Happy New Year, everyone!
I’m writing to you from Galiano Island, British Columbia, which has a damp, quiet beauty in the winter months. Christmas morning was merely cloudy so I went on a hike up Mount Galiano. From the summit I could see someone doing donuts in a boat below, which from my vantage point left an infinity loop on the water. The sight felt strangely auspicious.
This is the first of what I intend to make monthly newsletters, where I’ll share news about my online philosophy courses as well as a bit of philosophical reflection.
The big news this month, of course, is that we’re gearing up for our winter session of classes. On Wednesdays from January 20 to March 31 I’ll be reprising last fall’s successful course on ancient wisdom: “How Should We Live? Answers from the Ancient World.” And on Mondays from January 18 to March 29 I’ll be offering a new course on philosophy and literature: “‘Know Thyself’: Knowledge and Self-Knowledge in Literature and Philosophy.” If you want to make philosophy your New Year’s resolution, I encourage you to sign up! Better yet, sign up a friend: I’m offering a 25% discount to anyone who encourages a friend to sign up for the full price.

So what is a New Year’s resolution anyway? For most people it’s a commitment to yoga or laying off the chocolates that lasts, in most cases, less than a month. But for philosophers, the very idea of a New Year’s resolution poses a problem: how is such a thing so much as possible in the first place? To make a resolution is to aspire to become someone else. If I resolve to take up yoga, what I have in view is a kind of person that I’d like to become but that I am not yet: someone more in touch with their body, perhaps, more integrated, calmer, more mindful. I like this person better than the person I am right now. Where I struggle to stay mindful or spiral into negative thinking, this person is clear and steady.

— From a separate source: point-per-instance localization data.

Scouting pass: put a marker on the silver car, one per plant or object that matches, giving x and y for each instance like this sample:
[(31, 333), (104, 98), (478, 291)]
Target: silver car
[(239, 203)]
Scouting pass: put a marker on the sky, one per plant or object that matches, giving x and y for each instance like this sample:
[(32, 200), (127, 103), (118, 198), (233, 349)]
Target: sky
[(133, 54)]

So I start taking yoga classes. I buy my yoga mat and splurge at Lululemon, I do my sun salutations and my downward dogs, I take in deep breaths through my nose, I relax with a cup of herbal tea or maybe a kale smoothie afterward. I start pretending to be that full-fledged yogi that I’m not (yet?) but wish I were.
But here’s the problem: my reasons for doing these things aren’t the reasons of the full-fledged yogi. Because I haven’t (yet?) become that person, I can’t really understand that person’s reasons for doing these things. I strain and grunt as I try to hold these poses that I see demonstrated online by all the svelte, contented people glowing under soft light. There’s clearly something these people are getting out of this practice that I’m not (yet?) getting. But I keep at it even though I don’t (yet?) know what that something is.

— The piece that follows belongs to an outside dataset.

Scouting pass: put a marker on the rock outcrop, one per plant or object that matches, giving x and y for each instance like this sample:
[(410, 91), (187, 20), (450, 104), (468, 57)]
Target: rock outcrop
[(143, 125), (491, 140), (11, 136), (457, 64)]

Does that make aspiration irrational? If I don’t already like donning yoga clothes, doing sun salutations, and the rest, what reason do I have for doing these things? And if I do already like doing these things, what is there to aspire to?
In her book Aspiration: the Agency of Becoming, the philosopher Agnes Callard tackles this puzzle of aspiration. She defines what she calls “proleptic reasons” as reasons that a person has for acquiring values that they don’t yet have—values that only retrospectively make those reasons seems reasonable. I might not yet enjoy sun salutations but I resolve to change myself so that I do enjoy them, even though in some sense I can’t really know what’s so great about them until after my transformation.

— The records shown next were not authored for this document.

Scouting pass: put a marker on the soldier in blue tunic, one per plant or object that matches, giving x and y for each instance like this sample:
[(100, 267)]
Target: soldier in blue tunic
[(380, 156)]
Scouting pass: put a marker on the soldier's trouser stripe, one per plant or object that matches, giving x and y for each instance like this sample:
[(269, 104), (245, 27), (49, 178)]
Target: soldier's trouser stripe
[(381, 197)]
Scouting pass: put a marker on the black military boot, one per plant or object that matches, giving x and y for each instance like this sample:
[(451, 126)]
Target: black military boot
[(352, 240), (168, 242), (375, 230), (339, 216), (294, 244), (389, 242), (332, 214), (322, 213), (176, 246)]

Here’s how it works. According to Callard, proleptic reasons have what she calls a “distal face” and a “proximal face.” The distal face of a proleptic reason is the way that reason looks to the person I aspire to become. I can recognize, even if I don’t (yet!) fully understand, the sort of contentment sun salutations and kale smoothies bring to the full-fledged yogi. The proximate face of a proleptic reason is the way that reason makes sense to me now. I might not have the yogi’s reason for enjoying yoga but I have other reasons: people I admire seem to enjoy this stuff, they seem more relaxed than I am, they seem to get something I don’t. These are reasons that make sense to me right now but I also recognize that they aren’t the whole story. There’s a person I’ll (hopefully) become to whom all this will make a different kind of sense. In the meantime, I’m acting on a kind of trust that, with time and diligence, that person’s reasons will become clear to me, and will become my own.
So New Year’s resolutions are a leap of faith, a decision to become someone you aren’t (yet) for reasons you can’t (yet) fully understand. Curiously, this isn’t far off what the Danish philosopher Søren Kierkegaard described as the essence of religious belief.
Agnes Callard is not just an excellent philosopher, by the way. She’s also an excellent writer. She writes a public philosophy column for The Point magazine, which I highly recommend.
Be well out there. I look forward to connecting with many of you later this month.